Published Wednesday, July 17, 2013 | 12:10 p.m.
Updated Wednesday, July 17, 2013 | 3:47 p.m.
David Schubert, a former Clark County deputy district attorney who counted Hollywood celebrities among his prosecutions but who pleaded guilty in 2011 to possessing cocaine, was found dead Wednesday morning in his Las Vegas home, his lawyer confirmed.
Louis Schneider, Schubert’s lawyer and friend, said the Clark County District Attorney’s Office told him this morning about Schubert’s death.
“Dave was a very, very good lawyer, and he will be dearly missed,” Schneider said.
A Metro Police spokesman said dispatchers received a call shortly after 8:30 a.m. Wednesday regarding a deceased person being found at an address in the 8400 block of Cambrils Avenue. Clark County property records list Schubert as owner of the house at 8448 Cambrils Ave.
Within a month after the Mars case ended, Schubert was arrested for possessing $40 worth of cocaine and having an unregistered handgun in his car. During the police stop that led to Schubert's arrest, 43-year-old Raymond Streeter had hopped out of Schubert's car and began running, according to a Metro Police report. Streeter was captured and told police he had been buying cocaine for Schubert for six or seven months, according to the arrest report.
Schubert subsequently pleaded guilty to felony possession of a controlled substance not for the purpose of sale. In February 2012, District Judge Carolyn Ellsworth agreed to suspend Schubert’s sentence — 16 to 40 months in prison — by placing him on three years of probation, which would include nine months in the Clark County Detention Center, according to court records.
Schubert originally remained free while he challenged the sentence, arguing the judge showed bias against him at the sentencing hearing. A higher court, however, ultimately upheld the sentencing.
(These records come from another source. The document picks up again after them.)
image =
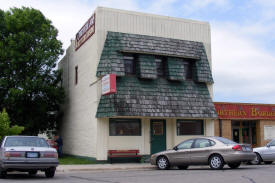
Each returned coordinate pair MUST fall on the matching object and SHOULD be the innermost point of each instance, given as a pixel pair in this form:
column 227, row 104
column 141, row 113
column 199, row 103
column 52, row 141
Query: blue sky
column 242, row 32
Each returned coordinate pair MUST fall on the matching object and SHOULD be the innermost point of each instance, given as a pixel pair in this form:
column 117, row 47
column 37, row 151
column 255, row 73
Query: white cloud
column 242, row 69
column 68, row 16
column 195, row 6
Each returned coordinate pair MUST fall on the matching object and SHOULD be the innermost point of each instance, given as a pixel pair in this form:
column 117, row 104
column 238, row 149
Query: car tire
column 163, row 163
column 234, row 165
column 183, row 167
column 268, row 162
column 50, row 172
column 3, row 174
column 33, row 172
column 257, row 160
column 216, row 162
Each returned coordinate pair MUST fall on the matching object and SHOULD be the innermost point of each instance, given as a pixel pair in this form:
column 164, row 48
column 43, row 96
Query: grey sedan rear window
column 225, row 141
column 25, row 141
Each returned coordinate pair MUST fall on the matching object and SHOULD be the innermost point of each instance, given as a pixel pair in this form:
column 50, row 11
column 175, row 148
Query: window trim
column 163, row 65
column 76, row 75
column 134, row 62
column 126, row 120
column 190, row 71
column 184, row 120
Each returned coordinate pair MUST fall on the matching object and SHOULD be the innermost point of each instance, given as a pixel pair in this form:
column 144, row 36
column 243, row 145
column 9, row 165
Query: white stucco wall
column 86, row 135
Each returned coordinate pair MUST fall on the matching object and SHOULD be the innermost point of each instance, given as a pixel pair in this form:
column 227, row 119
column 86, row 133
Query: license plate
column 32, row 155
column 247, row 149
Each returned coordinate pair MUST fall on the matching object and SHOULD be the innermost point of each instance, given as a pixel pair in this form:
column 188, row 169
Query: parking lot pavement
column 194, row 174
column 115, row 166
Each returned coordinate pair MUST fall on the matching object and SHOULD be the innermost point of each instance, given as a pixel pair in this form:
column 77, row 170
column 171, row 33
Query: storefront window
column 125, row 127
column 189, row 127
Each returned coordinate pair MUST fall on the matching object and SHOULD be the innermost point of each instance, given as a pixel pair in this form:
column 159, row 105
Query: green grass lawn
column 76, row 160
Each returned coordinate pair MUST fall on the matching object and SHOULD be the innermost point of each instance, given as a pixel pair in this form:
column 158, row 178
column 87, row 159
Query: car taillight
column 50, row 155
column 14, row 154
column 237, row 148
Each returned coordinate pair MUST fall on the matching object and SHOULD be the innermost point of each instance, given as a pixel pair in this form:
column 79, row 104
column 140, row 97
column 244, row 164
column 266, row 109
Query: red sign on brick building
column 245, row 111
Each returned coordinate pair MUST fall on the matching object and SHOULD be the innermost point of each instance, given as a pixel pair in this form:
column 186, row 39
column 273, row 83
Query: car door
column 200, row 151
column 181, row 154
column 270, row 152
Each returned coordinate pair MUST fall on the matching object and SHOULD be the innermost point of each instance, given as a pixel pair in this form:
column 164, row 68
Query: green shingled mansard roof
column 146, row 94
column 111, row 60
column 157, row 98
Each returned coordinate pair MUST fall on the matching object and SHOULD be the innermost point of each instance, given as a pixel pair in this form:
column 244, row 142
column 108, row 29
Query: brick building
column 246, row 123
column 163, row 83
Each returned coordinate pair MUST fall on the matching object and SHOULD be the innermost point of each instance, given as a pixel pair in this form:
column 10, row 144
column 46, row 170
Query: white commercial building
column 161, row 83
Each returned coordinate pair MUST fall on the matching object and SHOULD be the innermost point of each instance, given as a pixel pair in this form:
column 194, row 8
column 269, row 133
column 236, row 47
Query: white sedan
column 265, row 154
column 27, row 154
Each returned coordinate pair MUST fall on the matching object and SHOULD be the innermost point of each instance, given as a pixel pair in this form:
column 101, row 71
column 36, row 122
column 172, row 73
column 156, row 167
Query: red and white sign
column 108, row 84
column 85, row 32
column 245, row 111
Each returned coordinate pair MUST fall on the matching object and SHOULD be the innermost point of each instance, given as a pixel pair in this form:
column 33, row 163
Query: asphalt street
column 201, row 174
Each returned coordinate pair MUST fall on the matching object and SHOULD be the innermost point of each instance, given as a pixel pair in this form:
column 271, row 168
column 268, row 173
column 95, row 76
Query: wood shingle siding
column 157, row 98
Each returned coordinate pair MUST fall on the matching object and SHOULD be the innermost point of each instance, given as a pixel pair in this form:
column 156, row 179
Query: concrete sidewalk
column 95, row 167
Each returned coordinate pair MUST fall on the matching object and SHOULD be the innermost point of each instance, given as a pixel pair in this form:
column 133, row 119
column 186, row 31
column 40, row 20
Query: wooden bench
column 123, row 154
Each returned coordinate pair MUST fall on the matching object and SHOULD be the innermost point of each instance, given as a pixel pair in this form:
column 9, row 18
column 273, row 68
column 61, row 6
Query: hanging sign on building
column 245, row 111
column 85, row 32
column 108, row 84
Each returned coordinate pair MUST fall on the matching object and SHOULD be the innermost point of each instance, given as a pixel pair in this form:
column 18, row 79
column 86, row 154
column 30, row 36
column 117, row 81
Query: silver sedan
column 27, row 154
column 265, row 154
column 213, row 151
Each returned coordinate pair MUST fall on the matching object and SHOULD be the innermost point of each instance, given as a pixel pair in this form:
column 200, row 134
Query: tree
column 5, row 128
column 29, row 83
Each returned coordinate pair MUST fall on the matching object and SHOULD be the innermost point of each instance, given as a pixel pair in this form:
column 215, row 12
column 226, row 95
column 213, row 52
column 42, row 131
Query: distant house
column 163, row 93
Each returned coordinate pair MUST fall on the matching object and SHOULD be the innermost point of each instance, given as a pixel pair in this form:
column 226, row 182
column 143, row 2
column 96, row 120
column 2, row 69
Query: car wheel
column 183, row 167
column 3, row 174
column 33, row 172
column 257, row 160
column 163, row 163
column 234, row 165
column 50, row 172
column 216, row 162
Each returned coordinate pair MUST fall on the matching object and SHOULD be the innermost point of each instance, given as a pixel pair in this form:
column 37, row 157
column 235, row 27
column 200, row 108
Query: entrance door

Schubert then failed to surrender to authorities Sept. 21 to begin his nine months in county jail. Instead, he fled to Mexico and taunted authorities with a Facebook posting: a photo of a deserted beach. Ultimately, he decided to return to the United States and end his run from justice.
Schneider said Schubert was released from custody April 30 after serving just under five months of his sentence.
Schneider said he and Schubert spoke several times since then, but Schubert’s phone apparently had been turned off in the last week.
“He was extremely upset (about) what happened to him,” Schneider said. “He made a mistake.”
Schneider said Schubert’s death was a tragedy, the end result of the former prosecutor’s mistake that cost him so much.
“Dave was severely punished and stripped of his bar license,” Schneider said. “What he really needed was help.”
Schubert is survived by two young children who live in Idaho, Schneider said.